The ARQ increased the QST that the taxpayer had self-assessed based on increased FMVs, and denied the refund claims on the basis that the two-year periods for making such claims had expired.
The principal issue was whether s. 30.5 of the Tax Administration Act (Quebec) required the ARQ to take such refund claims into account when assessing, given that para. 2(a) of that provision stipulated that such requirement did not apply where "a claim was made and not refused in respect of the refund before the day on which the Minister made the assessment".

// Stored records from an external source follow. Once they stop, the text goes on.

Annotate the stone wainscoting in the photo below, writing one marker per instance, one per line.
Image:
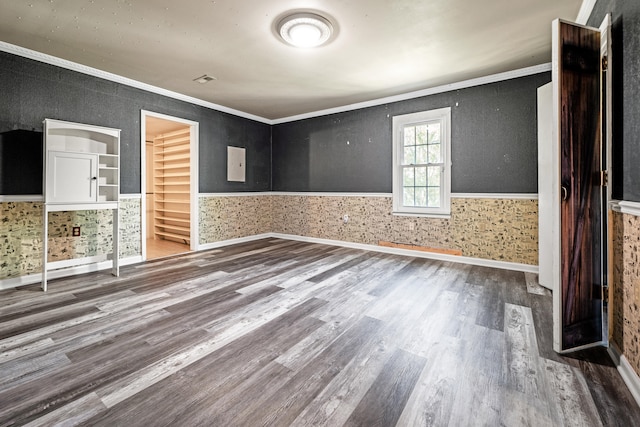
(626, 287)
(488, 228)
(232, 217)
(21, 235)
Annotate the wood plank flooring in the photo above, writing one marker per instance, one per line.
(279, 333)
(158, 248)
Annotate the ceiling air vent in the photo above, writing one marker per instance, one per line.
(204, 79)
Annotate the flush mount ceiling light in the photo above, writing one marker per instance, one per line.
(305, 29)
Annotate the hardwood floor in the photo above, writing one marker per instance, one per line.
(279, 333)
(157, 248)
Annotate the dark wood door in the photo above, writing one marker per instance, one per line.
(581, 193)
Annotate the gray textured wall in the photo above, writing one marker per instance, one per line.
(32, 91)
(494, 143)
(626, 93)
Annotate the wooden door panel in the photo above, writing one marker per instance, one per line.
(581, 204)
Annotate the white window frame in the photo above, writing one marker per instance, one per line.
(399, 122)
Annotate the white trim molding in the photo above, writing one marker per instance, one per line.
(631, 208)
(22, 198)
(222, 243)
(418, 254)
(519, 196)
(240, 194)
(30, 279)
(511, 196)
(614, 205)
(74, 66)
(329, 194)
(130, 196)
(585, 11)
(494, 78)
(629, 376)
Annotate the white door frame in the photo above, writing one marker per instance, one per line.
(193, 197)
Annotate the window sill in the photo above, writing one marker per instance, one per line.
(423, 215)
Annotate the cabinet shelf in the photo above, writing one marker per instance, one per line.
(171, 184)
(173, 235)
(173, 219)
(173, 211)
(81, 172)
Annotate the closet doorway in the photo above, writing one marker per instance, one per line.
(169, 181)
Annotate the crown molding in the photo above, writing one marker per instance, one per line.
(508, 75)
(74, 66)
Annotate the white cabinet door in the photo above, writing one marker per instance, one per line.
(72, 177)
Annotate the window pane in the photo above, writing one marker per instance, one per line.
(421, 177)
(434, 175)
(421, 196)
(422, 154)
(409, 155)
(434, 197)
(409, 177)
(408, 197)
(434, 153)
(434, 133)
(421, 134)
(409, 135)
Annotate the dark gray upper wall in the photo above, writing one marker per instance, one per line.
(32, 91)
(494, 143)
(625, 65)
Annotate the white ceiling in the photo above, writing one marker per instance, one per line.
(383, 47)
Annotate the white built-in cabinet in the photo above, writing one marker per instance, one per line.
(81, 172)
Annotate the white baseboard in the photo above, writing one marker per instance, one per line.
(228, 242)
(629, 376)
(30, 279)
(418, 254)
(103, 265)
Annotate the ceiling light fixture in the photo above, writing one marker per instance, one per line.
(305, 30)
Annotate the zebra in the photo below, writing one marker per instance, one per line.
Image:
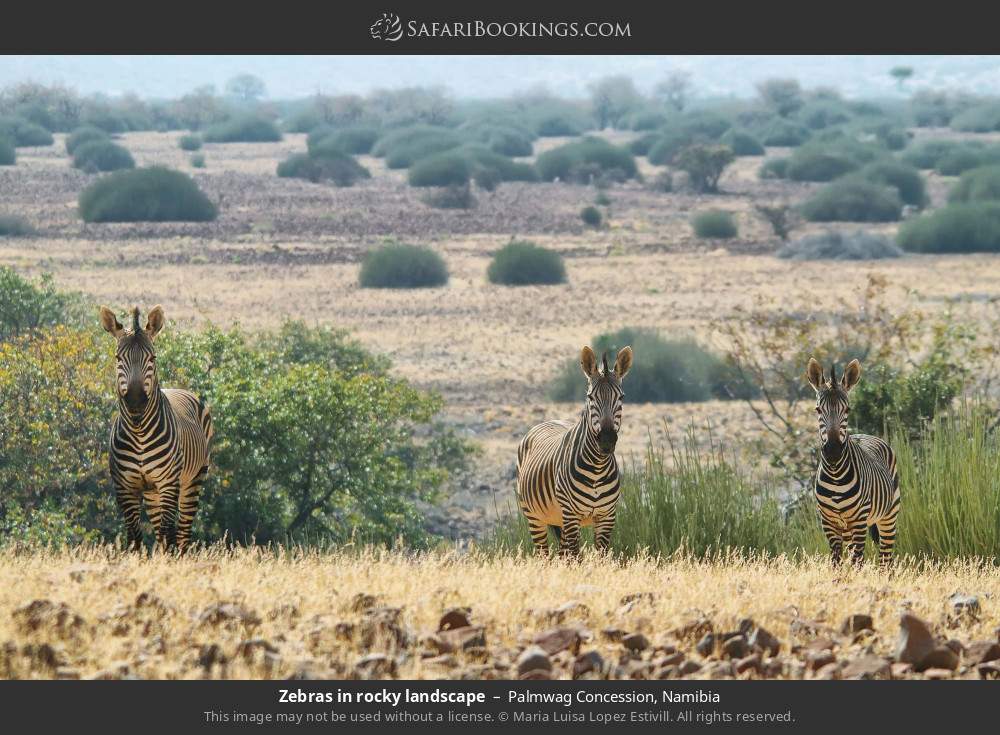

In finding that the 2(a) exclusion only applied where a refund claim had previously been made within the two-year normal claim period, so that it did not apply to the taxpayer whose refund claims instead had been made late, Hamilton JCA stated (at para. 40, TaxInterpretations translation, see also para. 54):
The [2(a)] exception aims to prevent double refunds: if the person has a refund claim that is pending at the time of the notice of assessment, it must, in principle, proceed. However, in this case, the refund claims were late. They were formally refused in the notice of assessment, as they were doomed to fail from the outset due to the expiration of the deadline. On the facts, they were void. … Those claims should not, however, prejudice his rights. In other words, exception (a) must be interpreted as being limited to claims that could be accepted and could lead to double refund, and thus only to those submitted within the two-year period prescribed by statute.
After referring (at para. 42) to the “presumption of coherence between provincial and federal statutes in GST/QST matters” and to the somewhat similar wording of the exclusion in ETA s. 296(2.1)(b), he stated (at para. 44):
ETA paragraph 296(2.1)(b) pursues the objective previously mentioned in connection with the interpretation of TAA art. 30.5, para.(2)(a), namely to avoid a double refund, and the "claim" mentioned in paragraph 2(b) can therefore be understood as a claim that is not void and could result in a refund.